The toothy, zit-faced boy who handed him his food said, “Have a miserable day, asshole.”
“What the fuck did you say?”
But the boy was gone, the food was gone. Riggs stood in the dark, glass cutter in hand. The hand shook.
Then he remembered why he was here.
His back itched the way it did when someone watched him. But when he looked around, he stood alone in the night. No one could stop him from taking what he wanted.
He went inside, put the glass cutter in the duffle, pulled out the gun. The gun he’d taken from a rich bitch he’d killed who’d lived in a big house. Even bigger than this one.
Hate, already rooted, sprouted its thorny stems, opened its poisonous blooms as he wandered through.

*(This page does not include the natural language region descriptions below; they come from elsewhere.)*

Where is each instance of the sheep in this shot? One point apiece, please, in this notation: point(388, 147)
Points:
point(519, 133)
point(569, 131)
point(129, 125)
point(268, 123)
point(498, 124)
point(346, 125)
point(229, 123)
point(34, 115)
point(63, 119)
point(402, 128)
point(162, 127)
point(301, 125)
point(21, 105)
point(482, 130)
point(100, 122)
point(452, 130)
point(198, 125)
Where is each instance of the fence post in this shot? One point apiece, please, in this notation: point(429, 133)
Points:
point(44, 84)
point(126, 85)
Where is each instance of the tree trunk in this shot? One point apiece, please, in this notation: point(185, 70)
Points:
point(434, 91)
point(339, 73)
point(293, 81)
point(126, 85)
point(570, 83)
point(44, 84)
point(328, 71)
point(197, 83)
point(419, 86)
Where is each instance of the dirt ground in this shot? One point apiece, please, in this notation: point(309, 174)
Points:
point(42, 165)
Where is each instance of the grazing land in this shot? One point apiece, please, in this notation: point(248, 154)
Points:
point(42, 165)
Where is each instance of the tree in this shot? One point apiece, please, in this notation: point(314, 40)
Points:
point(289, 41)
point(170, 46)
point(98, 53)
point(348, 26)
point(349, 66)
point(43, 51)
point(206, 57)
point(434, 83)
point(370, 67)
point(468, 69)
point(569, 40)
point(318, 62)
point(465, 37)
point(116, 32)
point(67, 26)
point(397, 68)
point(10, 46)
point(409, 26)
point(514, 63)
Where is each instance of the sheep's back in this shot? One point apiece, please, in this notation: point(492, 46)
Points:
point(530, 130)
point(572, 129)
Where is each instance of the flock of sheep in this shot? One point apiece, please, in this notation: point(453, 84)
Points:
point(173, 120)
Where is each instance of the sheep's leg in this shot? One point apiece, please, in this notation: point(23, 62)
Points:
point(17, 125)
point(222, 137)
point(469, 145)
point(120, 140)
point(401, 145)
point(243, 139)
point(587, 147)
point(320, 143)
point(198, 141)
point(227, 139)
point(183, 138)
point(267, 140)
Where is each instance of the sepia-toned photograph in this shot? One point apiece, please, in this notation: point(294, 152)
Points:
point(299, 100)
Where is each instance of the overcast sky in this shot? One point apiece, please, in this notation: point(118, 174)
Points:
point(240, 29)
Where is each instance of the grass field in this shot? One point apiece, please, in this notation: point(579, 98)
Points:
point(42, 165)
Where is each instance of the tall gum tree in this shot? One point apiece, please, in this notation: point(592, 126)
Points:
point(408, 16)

The pictures stopped him. He would have sneered, but that face, the girl, stopped him. She looked right at him, looked into him.
The girl. The woman. The girl.
The spike of pain struck again. Something warm trickled out of his left ear. He balled a fist, and barely stopped himself from smashing it into that face.
Have to be quiet, Ray, someone whispered inside his head. Don’t want to wake them up.
“Don’t want to wake them up,” he muttered, and continued up the steps.
And there they were, the rich assholes who had what he wanted. What he’d have.
“You’re wrong, Ray. You’ll never have what they had.”
Thea walked to the foot of the bed.
“Look at them, Ray. Really look. They never hurt anyone. They had such good in their lives. They loved each other. You never had that, did you? Someone to love, to love you back. And you never will.”
“This is bullshit. You’re bullshit. They’re already dead because I made them dead.”
“That’s right, Ray. You took their lives. Congratulations. I wonder, though—please tell me what you think—would you have done it, would you have done all this if you’d known it would cost you your life?”
Turning toward him, she put him in his cell, just for a moment, just to make him feel that isolation.
To make him know it as a little blood dribbled from his nose.
“If you’d looked ahead and seen yourself sitting in that little room, hours and hours, days and days, years and years? Would it be worth it to you knowing a little girl would see to it that you never walked down a city street or country road again? Never ordered another pizza or bought an ice cream cone? Never went to a baseball game or drove a car? If you’d known I’d make sure your life was four walls inside more walls?”
“I’m not going back. I’m out. I told you I’d get out. I’m standing here, and they’re dead.”
In the bed, her parents lay, pillows over their faces, hands linked. And it tore at her heart.
And it made her stronger.
“No, I can’t change the past. I can’t bring them back. There’s no remorse at all inside you, is there?”